India’s External Affairs Minister S Jaishankar yesterday said India and China have resolved nearly 75 percent of the border disengagement issues along the Himalayas.
He, however, said the “bigger issue” has been the increasing militarisation of the border, ANI reported.
Jaishankar was speaking at the Global Centre for Security Policy in Geneva.
He said negotiations between India and China to find a solution to the problem in eastern Ladakh are underway.
This was the first time Jaishankar quantified the progress in negotiations with China to resolve the disengagement of troops at the Himalayan border.
“We still have some things to do,” he said. “There is a bigger issue that both of us have brought forces close up and in that sense, there is a militarisation of the border”.

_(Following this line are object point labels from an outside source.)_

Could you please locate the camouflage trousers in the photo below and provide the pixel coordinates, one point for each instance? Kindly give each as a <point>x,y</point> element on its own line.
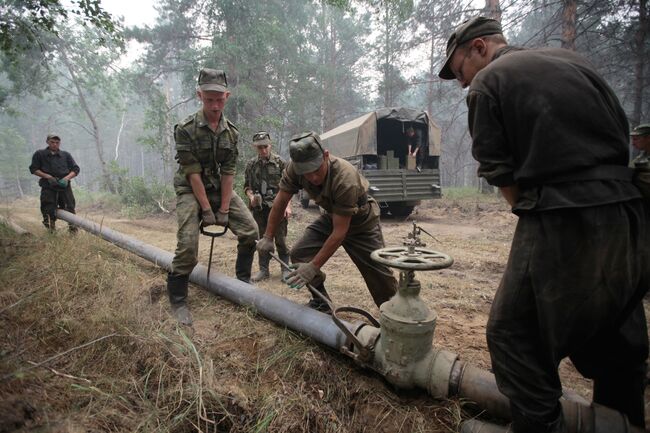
<point>379,279</point>
<point>188,213</point>
<point>261,217</point>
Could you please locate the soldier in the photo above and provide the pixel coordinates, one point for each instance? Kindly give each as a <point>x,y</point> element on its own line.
<point>261,185</point>
<point>206,151</point>
<point>350,219</point>
<point>56,168</point>
<point>641,141</point>
<point>550,133</point>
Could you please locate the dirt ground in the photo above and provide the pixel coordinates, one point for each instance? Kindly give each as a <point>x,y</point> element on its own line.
<point>475,232</point>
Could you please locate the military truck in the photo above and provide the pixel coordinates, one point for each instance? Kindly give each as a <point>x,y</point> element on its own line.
<point>377,144</point>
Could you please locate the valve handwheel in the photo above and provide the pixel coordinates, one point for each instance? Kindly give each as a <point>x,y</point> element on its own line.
<point>411,258</point>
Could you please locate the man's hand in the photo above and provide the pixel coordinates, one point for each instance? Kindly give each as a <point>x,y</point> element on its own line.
<point>265,245</point>
<point>303,274</point>
<point>222,218</point>
<point>208,218</point>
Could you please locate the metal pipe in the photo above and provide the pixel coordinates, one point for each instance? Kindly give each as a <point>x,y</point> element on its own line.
<point>438,371</point>
<point>305,320</point>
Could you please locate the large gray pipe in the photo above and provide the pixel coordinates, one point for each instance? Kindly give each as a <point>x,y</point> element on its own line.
<point>464,380</point>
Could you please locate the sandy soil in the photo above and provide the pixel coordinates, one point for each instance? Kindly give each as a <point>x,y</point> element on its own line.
<point>476,234</point>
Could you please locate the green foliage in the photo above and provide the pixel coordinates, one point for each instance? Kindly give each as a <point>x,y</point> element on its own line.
<point>144,197</point>
<point>24,24</point>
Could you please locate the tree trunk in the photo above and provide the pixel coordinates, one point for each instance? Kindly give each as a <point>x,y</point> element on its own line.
<point>569,19</point>
<point>107,181</point>
<point>641,60</point>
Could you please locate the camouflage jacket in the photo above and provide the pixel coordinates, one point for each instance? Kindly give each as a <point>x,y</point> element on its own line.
<point>201,150</point>
<point>258,170</point>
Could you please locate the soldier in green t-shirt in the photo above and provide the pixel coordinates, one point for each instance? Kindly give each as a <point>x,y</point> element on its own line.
<point>261,185</point>
<point>206,151</point>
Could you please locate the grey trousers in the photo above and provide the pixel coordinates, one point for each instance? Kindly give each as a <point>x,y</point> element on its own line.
<point>379,279</point>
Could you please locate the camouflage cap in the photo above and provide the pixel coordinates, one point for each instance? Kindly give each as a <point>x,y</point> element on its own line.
<point>643,129</point>
<point>213,80</point>
<point>306,152</point>
<point>468,30</point>
<point>262,138</point>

India and China have been in an eyeball-to-eyeball position in most areas along the border in eastern Ladakh for the last two years since the Galwan river valley faceoff that left 20 Indian troops and an unspecified number of Chinese soldiers dead.
The two countries have been in diplomatic, military and political-level negotiations on the issues since June 2020.
Away in St Petersburg, Russia, India’s National Security Adviser Ajit Doval met Wang Yi, member of the Communist Party of China (CPC), and the political bureau and director of the Office of the Central Foreign Affairs Commission.
He also met several BRICS security officials.
After the meeting, India’s external affairs ministry said in a statement yesterday that “both sides agreed to work with urgency and redouble their efforts to realise complete disengagement in the remaining areas” along the Himalayan border.
The Doval-Wang meeting “gave the two sides an opportunity to review the recent efforts towards finding an early resolution of the remaining issues along the Line of Actual Control (LAC) which will create conditions to stabilise and rebuild bilateral relations,” the statement said.
Doval conveyed that peace and tranquillity in border areas and respect for the unresolved border “are essential for normalcy in bilateral relations and both sides must fully abide by relevant bilateral agreements, protocols, and understandings reached in the past by the two governments.”
“The two sides agreed that the India-China bilateral relationship is significant not just for the two countries but also for the region and the world,” the Ministry of External Affairs said.